9. Scoop onto parchment lined pan as shown on video. A tablespoon can also be used to portion cookies.
10. Bake the cookies. Start checking them at 12 minutes. If the cookie bottoms are overbrowning, double pan them. Continue to bake. Check in 3-4 minute intervals. The cookies are done when they are a light golden brown on the edges. The center should still be light but not wet.
11. Let cool on the pan for 3-4 minutes before moving to a cooling rack.
12. Store the cookies in an airtight container. Cookies will keep several days. They will be crisper as they sit. To keep them soft, place a slice of apple or a ceramic brown sugar keeper in the container. They also freeze, well wrapped, for 1 month.
1. Line two half sheet pans with parchment paper. Have an additional pan ready for double panning.
2. Position the rack in the middle of the oven. Preheat the oven to 350 F (180 C).
3. In the bowl of a stand mixer fitted with the paddle attachment (or using a hand mixer), cream the butter and both sugars on low speed for 30 seconds until combined, add vanilla extract and increase speed to medium and mix until the mixture is smooth (about 2 minutes). The mixture should not lighten in color. Scrape down the sides of the bowl and the paddle with a spatula.
4. With the mixer off, add the eggs one at a time, starting on low speed and then increase the speed to medium, mixing well after each addition. When the mixture changes from shiny to dull looking (about 45 seconds of mixing), add the next egg. Scrape down the sides of the bowl after each addition.
5. In a separate bowl or on a sheet of parchment paper sift together the dry ingredients.
6. Add the 1/2 dry ingredients to the egg mixture on low speed mixing until the flour disappears. Do not over mix. Scrape down quickly and add the second half of the dry ingredients, mix until combined.
7. Add the chips and optional nuts only until they are mixed – do not over mix. They can be mixed in by hand as well.
8. Scoop onto parchment lined tray - they will spread so make sure there is room between. With the larger scoop, I get 10 on a half sheet tray and 15 of the smaller size.
9. Chill for 30 minutes in the refrigerator. Cookie dough can be frozen for up to one month. Scoop it first to save time. Once the cookie dough is frozen - it can be stored in a zip loc bag.

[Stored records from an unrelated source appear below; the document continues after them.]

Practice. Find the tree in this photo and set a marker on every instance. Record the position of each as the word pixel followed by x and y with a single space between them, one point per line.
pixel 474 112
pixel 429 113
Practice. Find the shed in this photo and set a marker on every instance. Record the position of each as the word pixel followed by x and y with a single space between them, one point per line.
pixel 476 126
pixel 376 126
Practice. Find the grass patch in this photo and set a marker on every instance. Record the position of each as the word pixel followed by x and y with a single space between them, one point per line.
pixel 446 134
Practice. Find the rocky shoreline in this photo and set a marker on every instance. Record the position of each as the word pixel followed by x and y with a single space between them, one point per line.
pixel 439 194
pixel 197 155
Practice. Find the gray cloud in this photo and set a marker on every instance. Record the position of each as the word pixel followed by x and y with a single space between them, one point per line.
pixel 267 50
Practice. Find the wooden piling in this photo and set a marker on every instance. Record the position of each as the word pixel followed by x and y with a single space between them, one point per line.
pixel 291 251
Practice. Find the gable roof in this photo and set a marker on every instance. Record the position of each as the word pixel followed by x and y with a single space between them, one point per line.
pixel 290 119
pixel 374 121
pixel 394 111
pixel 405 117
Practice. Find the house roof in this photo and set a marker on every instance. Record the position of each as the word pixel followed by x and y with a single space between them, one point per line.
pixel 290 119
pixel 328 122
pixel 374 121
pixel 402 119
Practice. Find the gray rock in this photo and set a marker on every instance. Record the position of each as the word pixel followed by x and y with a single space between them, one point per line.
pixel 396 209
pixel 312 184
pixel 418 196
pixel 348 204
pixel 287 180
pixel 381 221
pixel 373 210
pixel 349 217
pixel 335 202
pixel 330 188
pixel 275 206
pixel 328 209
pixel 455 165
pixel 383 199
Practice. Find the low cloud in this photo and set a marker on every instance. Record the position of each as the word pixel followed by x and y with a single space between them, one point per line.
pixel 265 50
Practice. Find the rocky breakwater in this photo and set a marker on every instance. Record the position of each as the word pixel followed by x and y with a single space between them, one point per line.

10. Bake the cookies. Start checking them at 12 minutes. If the cookie bottoms are over browning, double pan them. Continue to bake. Check in 3-4 minute intervals. The cookies are done when they are a light golden brown on the edges. The center should still be light but not wet.
11. Let cool on the pan for 3-4 minutes before moving to a cooling rack.
12. Store the cookies in an airtight container. Cookies will keep for a several days. They will be crisper as they sit. To retain moisture, store with a slice of apple or one of those ceramic brown sugar bears. Cookies freeze, well wrapped, for up to one month.